В «школах кадров» томились не только «попутчики капитализма». Люди, даже самым отдаленным образом связанные с Гоминьданом, либо те, кто имел несчастье стать объектом чьей — то мести или зависти, будь это даже вожаки потерпевших поражение группировок цзаофаней, умирали десятками. Многие бросались в реку, с грохотом бежавшую по долине. Называлась она рекой Спокойствия (Аньнинхэ). Глухими ночами эхо разносило далеко по округе ее шум, напоминавший стенания духов, и у заключенных кровь стыла в жилах.
Услышав об этих самоубийствах, я еще яснее поняла, что должна немедленно что — то придумать и как — то смягчить психологическое и физическое давление, оказываемое на отца.
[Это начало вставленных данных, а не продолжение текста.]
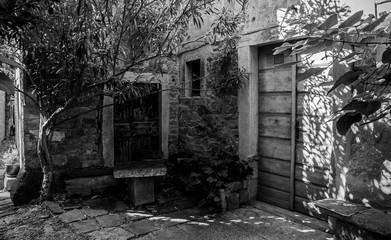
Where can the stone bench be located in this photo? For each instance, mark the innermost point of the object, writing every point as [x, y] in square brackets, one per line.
[139, 176]
[355, 221]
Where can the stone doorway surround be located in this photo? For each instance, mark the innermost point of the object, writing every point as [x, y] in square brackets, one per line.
[108, 114]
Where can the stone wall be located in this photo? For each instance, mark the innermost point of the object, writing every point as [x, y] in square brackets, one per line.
[75, 144]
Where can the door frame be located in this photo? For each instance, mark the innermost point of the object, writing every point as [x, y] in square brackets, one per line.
[164, 114]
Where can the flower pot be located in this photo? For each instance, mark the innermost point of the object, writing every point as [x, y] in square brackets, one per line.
[12, 170]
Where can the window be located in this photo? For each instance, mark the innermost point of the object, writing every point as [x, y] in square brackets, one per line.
[194, 77]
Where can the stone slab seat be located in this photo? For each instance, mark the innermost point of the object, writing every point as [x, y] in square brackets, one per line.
[350, 218]
[140, 179]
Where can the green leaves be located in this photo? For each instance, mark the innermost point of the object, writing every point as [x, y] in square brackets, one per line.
[345, 79]
[355, 18]
[6, 84]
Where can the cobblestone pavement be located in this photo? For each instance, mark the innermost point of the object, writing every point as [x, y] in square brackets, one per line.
[120, 223]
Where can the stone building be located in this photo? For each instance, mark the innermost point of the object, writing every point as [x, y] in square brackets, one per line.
[279, 125]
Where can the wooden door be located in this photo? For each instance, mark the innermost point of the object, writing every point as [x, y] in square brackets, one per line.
[136, 128]
[287, 147]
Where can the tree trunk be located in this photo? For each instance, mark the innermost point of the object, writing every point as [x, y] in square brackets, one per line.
[45, 159]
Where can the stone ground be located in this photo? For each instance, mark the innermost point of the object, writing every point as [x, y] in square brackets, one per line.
[100, 220]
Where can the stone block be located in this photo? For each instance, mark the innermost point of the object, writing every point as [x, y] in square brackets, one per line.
[89, 122]
[110, 233]
[58, 136]
[245, 184]
[110, 220]
[72, 216]
[53, 207]
[85, 226]
[233, 201]
[244, 196]
[141, 169]
[141, 190]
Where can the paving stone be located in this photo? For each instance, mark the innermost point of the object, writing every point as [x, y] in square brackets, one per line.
[110, 220]
[85, 226]
[72, 216]
[169, 207]
[113, 233]
[142, 227]
[94, 212]
[53, 207]
[164, 221]
[172, 233]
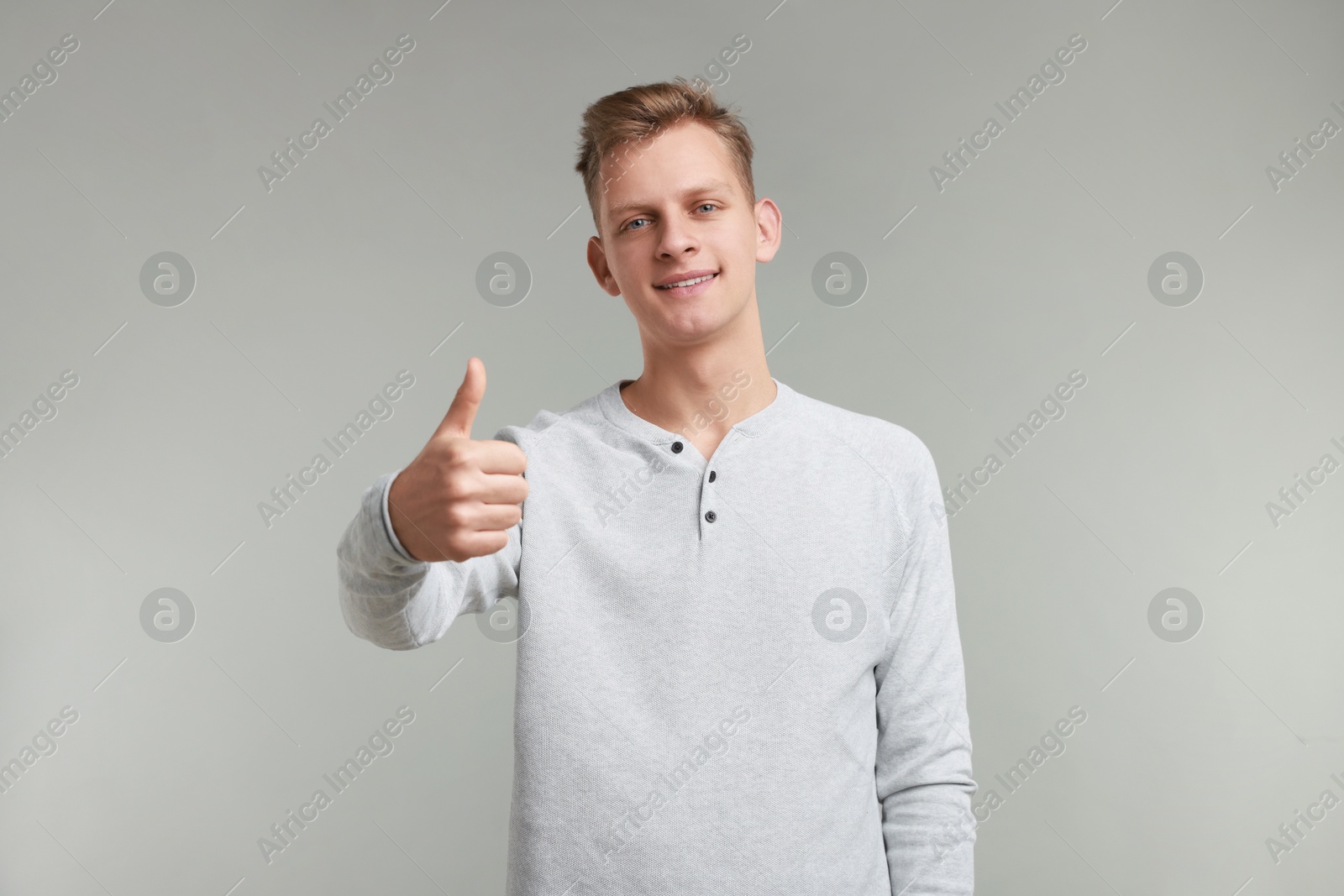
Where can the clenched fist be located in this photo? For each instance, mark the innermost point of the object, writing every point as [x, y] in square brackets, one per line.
[460, 496]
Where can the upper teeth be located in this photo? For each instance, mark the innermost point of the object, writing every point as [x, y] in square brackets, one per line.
[687, 282]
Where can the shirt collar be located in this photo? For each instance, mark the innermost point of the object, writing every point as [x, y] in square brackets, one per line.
[615, 410]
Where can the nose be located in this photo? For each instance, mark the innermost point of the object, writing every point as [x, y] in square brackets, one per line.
[676, 238]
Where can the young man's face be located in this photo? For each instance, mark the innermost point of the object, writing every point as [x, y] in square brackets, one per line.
[674, 208]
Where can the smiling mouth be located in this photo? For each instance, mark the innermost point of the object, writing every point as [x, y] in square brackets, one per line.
[689, 282]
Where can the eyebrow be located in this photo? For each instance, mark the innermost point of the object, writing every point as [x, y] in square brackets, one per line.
[710, 186]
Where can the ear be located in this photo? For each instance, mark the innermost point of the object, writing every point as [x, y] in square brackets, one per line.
[601, 270]
[769, 228]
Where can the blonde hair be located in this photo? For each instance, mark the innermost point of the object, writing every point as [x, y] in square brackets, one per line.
[638, 113]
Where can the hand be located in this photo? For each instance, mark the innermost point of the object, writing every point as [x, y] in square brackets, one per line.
[460, 496]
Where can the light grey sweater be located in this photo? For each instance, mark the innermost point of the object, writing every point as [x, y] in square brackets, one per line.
[734, 676]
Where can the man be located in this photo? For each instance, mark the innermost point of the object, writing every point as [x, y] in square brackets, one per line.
[738, 660]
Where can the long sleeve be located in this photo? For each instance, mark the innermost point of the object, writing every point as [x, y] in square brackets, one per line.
[398, 602]
[924, 739]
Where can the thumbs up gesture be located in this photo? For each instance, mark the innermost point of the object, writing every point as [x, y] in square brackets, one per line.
[460, 496]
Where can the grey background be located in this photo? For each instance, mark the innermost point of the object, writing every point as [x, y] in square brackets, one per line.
[362, 262]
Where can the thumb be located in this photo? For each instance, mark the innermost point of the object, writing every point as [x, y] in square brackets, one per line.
[461, 414]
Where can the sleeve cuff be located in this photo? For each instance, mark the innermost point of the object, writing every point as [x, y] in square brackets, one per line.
[387, 521]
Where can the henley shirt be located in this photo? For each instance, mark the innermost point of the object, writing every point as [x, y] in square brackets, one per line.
[738, 674]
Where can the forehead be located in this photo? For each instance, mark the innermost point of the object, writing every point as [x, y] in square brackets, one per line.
[680, 159]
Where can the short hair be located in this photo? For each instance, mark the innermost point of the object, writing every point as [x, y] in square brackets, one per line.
[638, 113]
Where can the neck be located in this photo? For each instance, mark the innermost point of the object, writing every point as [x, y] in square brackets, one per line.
[703, 389]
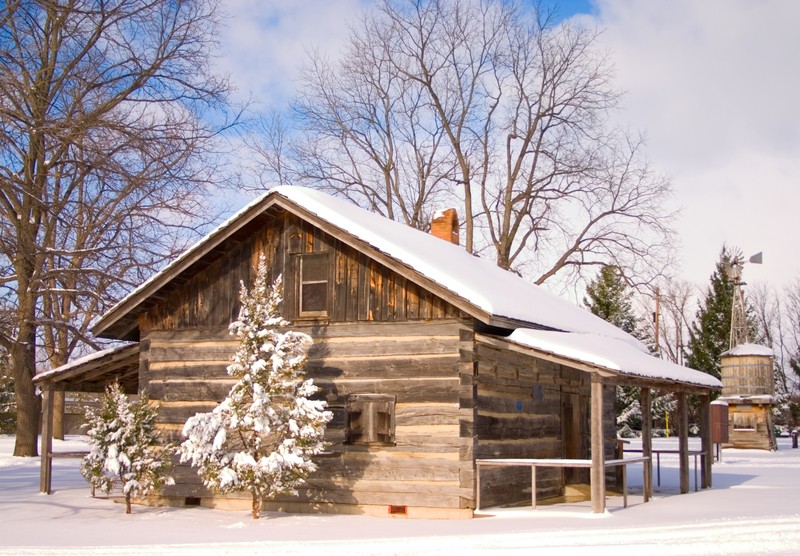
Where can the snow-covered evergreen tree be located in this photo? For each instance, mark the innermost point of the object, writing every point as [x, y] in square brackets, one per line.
[125, 448]
[608, 297]
[262, 436]
[709, 334]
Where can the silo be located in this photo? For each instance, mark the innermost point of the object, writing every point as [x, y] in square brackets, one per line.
[748, 387]
[747, 371]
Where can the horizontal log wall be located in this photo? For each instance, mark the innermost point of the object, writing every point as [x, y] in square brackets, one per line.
[519, 415]
[419, 362]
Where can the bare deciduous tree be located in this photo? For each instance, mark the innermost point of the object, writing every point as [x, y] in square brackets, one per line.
[494, 106]
[104, 156]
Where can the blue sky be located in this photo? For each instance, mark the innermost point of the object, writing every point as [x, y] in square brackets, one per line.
[713, 85]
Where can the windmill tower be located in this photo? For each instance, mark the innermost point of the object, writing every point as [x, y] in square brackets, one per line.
[747, 375]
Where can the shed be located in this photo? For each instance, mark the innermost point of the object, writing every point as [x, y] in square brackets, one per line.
[463, 360]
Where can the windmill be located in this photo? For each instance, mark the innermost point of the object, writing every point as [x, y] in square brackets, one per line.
[739, 330]
[747, 377]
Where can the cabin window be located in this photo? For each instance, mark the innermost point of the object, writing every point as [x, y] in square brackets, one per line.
[370, 419]
[313, 285]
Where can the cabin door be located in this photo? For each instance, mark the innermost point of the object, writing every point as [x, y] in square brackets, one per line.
[572, 435]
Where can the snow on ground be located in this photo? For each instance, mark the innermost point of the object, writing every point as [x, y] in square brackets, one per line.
[753, 508]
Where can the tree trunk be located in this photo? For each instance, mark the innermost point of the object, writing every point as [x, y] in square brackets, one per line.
[58, 415]
[29, 405]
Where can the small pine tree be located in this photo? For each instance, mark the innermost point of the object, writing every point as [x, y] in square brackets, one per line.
[608, 297]
[709, 334]
[260, 438]
[125, 447]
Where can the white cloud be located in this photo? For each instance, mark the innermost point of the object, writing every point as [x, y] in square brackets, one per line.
[715, 86]
[265, 42]
[713, 82]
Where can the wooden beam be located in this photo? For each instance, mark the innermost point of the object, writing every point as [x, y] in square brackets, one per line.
[646, 405]
[683, 441]
[705, 441]
[46, 463]
[598, 478]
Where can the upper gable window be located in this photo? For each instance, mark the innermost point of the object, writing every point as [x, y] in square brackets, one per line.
[313, 285]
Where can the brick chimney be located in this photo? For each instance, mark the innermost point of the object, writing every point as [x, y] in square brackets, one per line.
[445, 225]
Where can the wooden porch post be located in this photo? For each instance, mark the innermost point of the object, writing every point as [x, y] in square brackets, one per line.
[598, 475]
[707, 447]
[46, 464]
[646, 405]
[683, 441]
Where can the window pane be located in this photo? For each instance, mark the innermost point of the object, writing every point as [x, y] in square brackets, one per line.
[314, 297]
[315, 268]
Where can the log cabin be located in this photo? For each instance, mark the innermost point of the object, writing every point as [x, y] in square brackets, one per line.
[430, 358]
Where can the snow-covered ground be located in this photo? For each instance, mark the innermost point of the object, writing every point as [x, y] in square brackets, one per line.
[754, 508]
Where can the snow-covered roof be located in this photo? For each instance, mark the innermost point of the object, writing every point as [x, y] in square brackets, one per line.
[482, 283]
[610, 354]
[112, 357]
[750, 349]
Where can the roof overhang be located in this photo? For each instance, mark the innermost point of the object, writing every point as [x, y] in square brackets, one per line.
[121, 321]
[95, 371]
[614, 361]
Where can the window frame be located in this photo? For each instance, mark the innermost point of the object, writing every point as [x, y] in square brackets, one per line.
[301, 283]
[370, 420]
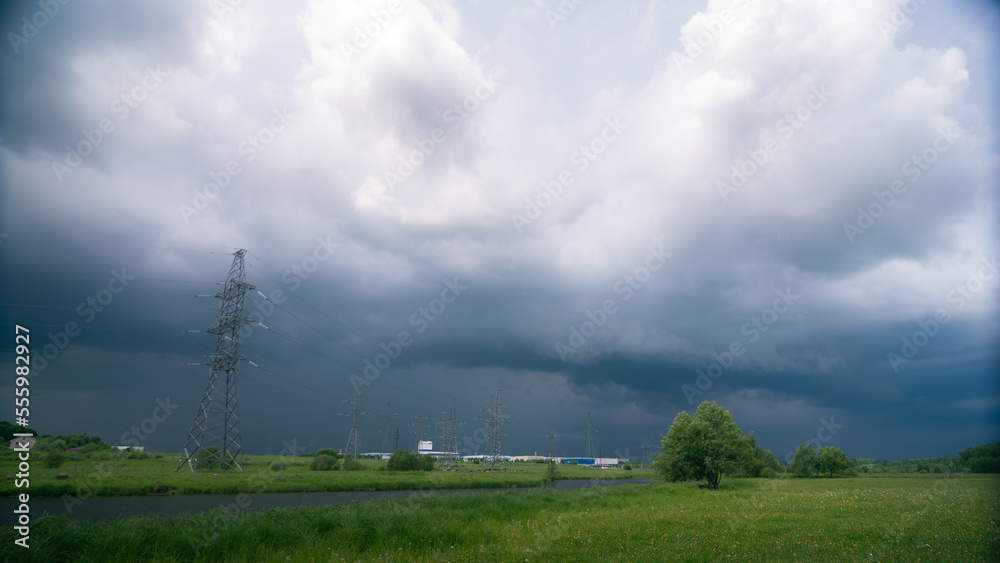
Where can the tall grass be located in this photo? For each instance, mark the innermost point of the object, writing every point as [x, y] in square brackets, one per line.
[755, 520]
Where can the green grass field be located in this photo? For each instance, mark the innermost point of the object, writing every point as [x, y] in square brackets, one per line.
[129, 477]
[851, 519]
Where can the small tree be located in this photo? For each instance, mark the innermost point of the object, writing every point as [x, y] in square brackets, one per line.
[804, 462]
[705, 446]
[831, 459]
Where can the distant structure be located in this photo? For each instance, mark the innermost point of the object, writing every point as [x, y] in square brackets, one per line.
[645, 450]
[590, 439]
[387, 429]
[214, 440]
[449, 437]
[494, 420]
[354, 439]
[419, 432]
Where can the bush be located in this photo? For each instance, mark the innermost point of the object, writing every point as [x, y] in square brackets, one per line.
[327, 451]
[324, 462]
[53, 459]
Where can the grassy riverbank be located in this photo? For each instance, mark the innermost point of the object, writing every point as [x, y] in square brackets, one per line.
[859, 519]
[120, 476]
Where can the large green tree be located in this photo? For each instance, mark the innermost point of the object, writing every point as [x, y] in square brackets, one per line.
[831, 459]
[705, 446]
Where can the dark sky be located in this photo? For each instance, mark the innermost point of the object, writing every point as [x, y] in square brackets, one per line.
[786, 208]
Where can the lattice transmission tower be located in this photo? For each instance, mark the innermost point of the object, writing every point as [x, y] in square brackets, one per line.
[214, 440]
[387, 429]
[552, 441]
[590, 439]
[354, 439]
[449, 437]
[419, 430]
[494, 432]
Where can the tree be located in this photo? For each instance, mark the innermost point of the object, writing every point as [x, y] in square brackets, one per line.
[705, 446]
[804, 461]
[831, 459]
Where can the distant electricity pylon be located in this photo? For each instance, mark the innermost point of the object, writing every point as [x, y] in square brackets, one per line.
[420, 426]
[449, 437]
[590, 439]
[387, 429]
[354, 439]
[494, 432]
[552, 440]
[214, 440]
[645, 450]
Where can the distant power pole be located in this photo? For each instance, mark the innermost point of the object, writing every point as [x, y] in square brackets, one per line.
[590, 439]
[214, 439]
[494, 432]
[420, 425]
[354, 440]
[552, 441]
[449, 436]
[387, 430]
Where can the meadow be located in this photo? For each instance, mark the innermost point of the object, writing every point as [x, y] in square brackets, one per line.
[925, 518]
[121, 476]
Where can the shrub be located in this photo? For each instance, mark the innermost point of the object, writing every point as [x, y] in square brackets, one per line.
[324, 463]
[53, 459]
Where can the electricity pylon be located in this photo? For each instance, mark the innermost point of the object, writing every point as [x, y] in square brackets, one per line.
[590, 439]
[387, 429]
[354, 439]
[449, 436]
[214, 440]
[494, 432]
[552, 441]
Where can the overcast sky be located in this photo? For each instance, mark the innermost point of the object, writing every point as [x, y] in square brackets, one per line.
[617, 209]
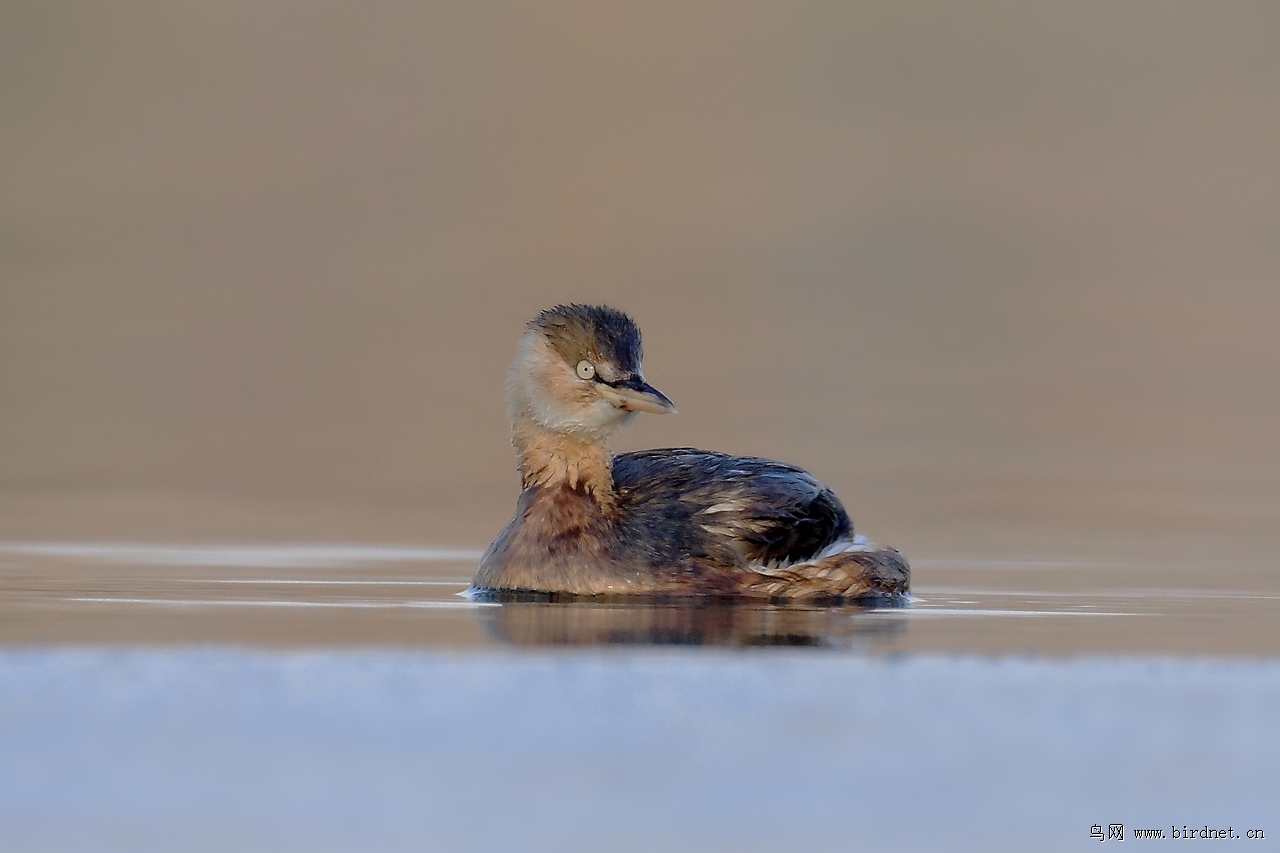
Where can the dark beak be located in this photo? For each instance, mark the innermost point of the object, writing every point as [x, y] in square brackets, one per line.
[635, 395]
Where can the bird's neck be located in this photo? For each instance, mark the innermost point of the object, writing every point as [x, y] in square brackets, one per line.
[552, 459]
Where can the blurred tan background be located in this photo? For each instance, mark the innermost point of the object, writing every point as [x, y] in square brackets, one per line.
[1005, 276]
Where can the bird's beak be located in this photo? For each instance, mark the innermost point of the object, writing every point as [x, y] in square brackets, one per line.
[636, 395]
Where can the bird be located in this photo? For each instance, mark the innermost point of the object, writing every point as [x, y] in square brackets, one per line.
[672, 523]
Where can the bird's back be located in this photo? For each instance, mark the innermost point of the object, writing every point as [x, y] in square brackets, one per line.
[681, 505]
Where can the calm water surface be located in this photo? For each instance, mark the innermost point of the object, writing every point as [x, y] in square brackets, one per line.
[1002, 276]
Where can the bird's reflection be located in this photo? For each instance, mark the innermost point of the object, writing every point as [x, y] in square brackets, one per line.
[539, 623]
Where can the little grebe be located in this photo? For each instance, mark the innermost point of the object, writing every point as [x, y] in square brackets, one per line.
[673, 521]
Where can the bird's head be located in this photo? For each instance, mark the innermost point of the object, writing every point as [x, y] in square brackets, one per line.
[577, 372]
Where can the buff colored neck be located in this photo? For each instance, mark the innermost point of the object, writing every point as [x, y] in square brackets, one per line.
[553, 459]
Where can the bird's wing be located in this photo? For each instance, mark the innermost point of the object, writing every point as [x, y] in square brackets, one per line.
[685, 502]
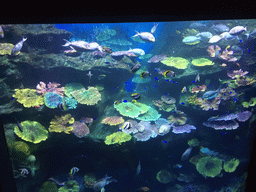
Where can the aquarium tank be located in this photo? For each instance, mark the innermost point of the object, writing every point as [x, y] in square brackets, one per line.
[145, 106]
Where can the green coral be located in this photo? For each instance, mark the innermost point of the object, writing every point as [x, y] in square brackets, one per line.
[202, 62]
[118, 137]
[177, 62]
[32, 132]
[49, 186]
[209, 166]
[70, 186]
[28, 97]
[231, 165]
[91, 96]
[62, 124]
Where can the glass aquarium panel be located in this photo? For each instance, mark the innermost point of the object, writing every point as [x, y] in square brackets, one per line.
[159, 106]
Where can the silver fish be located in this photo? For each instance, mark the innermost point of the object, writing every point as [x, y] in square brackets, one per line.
[138, 169]
[186, 154]
[18, 46]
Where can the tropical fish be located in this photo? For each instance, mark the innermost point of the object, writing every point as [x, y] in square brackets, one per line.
[168, 74]
[145, 36]
[138, 169]
[184, 89]
[186, 154]
[211, 94]
[135, 67]
[144, 74]
[197, 78]
[136, 96]
[18, 46]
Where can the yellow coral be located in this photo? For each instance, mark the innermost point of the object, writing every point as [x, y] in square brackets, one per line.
[28, 97]
[62, 124]
[177, 62]
[202, 62]
[118, 137]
Нужно было дать ему почувствовать, что жизнь стоит усилий и что его любят. На «митингах борьбы», теперь уже не сопровождавшихся насилием, ибо у агрессивных лагерников кончился запал, я садилась там, где он мог меня видеть и ощутить мою поддержку. После митинга мы уходили гулять. Я рассказывала что — нибудь ободряющее, чтобы он забыл об омерзительном собрании, и массировала ему голову, шею и плечи. Он читал мне классические стихи.
Днем я помогала ему выполнять работу — разумеется, ему доставалась самая тяжелая и грязная. Иногда я вместо него носила корзину с кирпичами, весившую больше пятидесяти килограммов, стараясь сохранять беззаботное выражение лица, хотя едва держалась на ногах.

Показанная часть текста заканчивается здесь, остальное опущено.